When I first held my goddaughter in my arms, it was a deja vu of speechlessness! It was...supercalifragilisticexpialidocious (can't believe I even remotely remember how to spell that) how one minute I can have so much doubt and worry for my friend, all that is transformed into hope and a looking glass to my pettiness. Surely I could not worry about her moving away after this miracle. I could only ask myself what is best for her and what will make her happy.

I did not expect to feel so abashed to have told my friend not to have children so early. The words "finish school" and "build a career" were bonking me on the head. I admit my biggest flaw is trying to instill my beliefs onto her (this would not be the first in our long history) but I really felt ass-inine. It felt absurd to have said "a baby would get in the way of building your dream", not realizing that this IS her dream and she has finally arrived.

I can admit that I always have loved being around children, their genuineness validates my hope in the good of humanity. Children do not know how to hate or discriminate, they are taught to. But amidst this adoration for children, I was never sure I wanted children of my own...I always thought of the many orphans in our country and all over the world, of the hate, pain and suffering in this world. In a nutshell, I could never fathom that I could ever be strong enough to raise a happy and healthy child against the odds of our society.

I felt fortunate and honored to be able to share this experience. I took on a huge responsibility upon myself and never felt more empowered & motivated. I reviewed my thoughts as I obsessively do and I realize I acquired an appreciation for having children. This is not to say I want to have children per se, but I truly understand and relate to the beauty and magic of it.
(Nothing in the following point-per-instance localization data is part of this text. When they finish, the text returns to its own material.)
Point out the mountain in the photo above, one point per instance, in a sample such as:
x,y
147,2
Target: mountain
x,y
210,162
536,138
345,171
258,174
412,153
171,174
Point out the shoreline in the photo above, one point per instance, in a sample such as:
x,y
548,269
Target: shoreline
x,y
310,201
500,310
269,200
I find myself having random thoughts about my own future and what if I never choose to have children? The thought normally scares me, I would never want to regret not doing something, but seeing Arianna grow up happy and healthy would provide me just as much gratification. She is not even a year old yet and already she is teaching me how to be better!

I want to excel more at my job and exert constant effort to expand the company because of her, to save money to help pay for college (damn it she is going!), to be there for her when she is mad at mom (sorry Ang) and whatever tribulations that may obstruct her path.

I always thought a baby would be too much work, money and all things aimless. Touche~ I find myself wanting to improve so she can have the absolute best support with an array of options. As opposed to just being a money grubber, this is the type of motivation I am comfortable with.

To an outsider, perhaps I sound like an extravagant ranter...but I truly feel endowed. I am a lover of thought and reflection, this experience brings a myriad of new insights. Although my job has its excessive place in my priorities, stopping every once in awhile to smell the daisies (or in this context, nice baby smells) is now vital to me.

My friend has taught me the invaluable milestone of having a child...it changes you & shows our everyday blatant faults in former perceptions. I admire her strength & courage and have absolute love, utter adoration for you babe


So...from the pessimist who has ALWAYS proclaimed: the glass half empty instead of full...I now venture that the glass is actually half bigger than it needs to be!

But should you ever see your glass half empty, remember where the other half is.

I know you always say I am the strong one but I could never have done it~ Repeatedly bowing: "We are not worthy, we are not worthy!!!"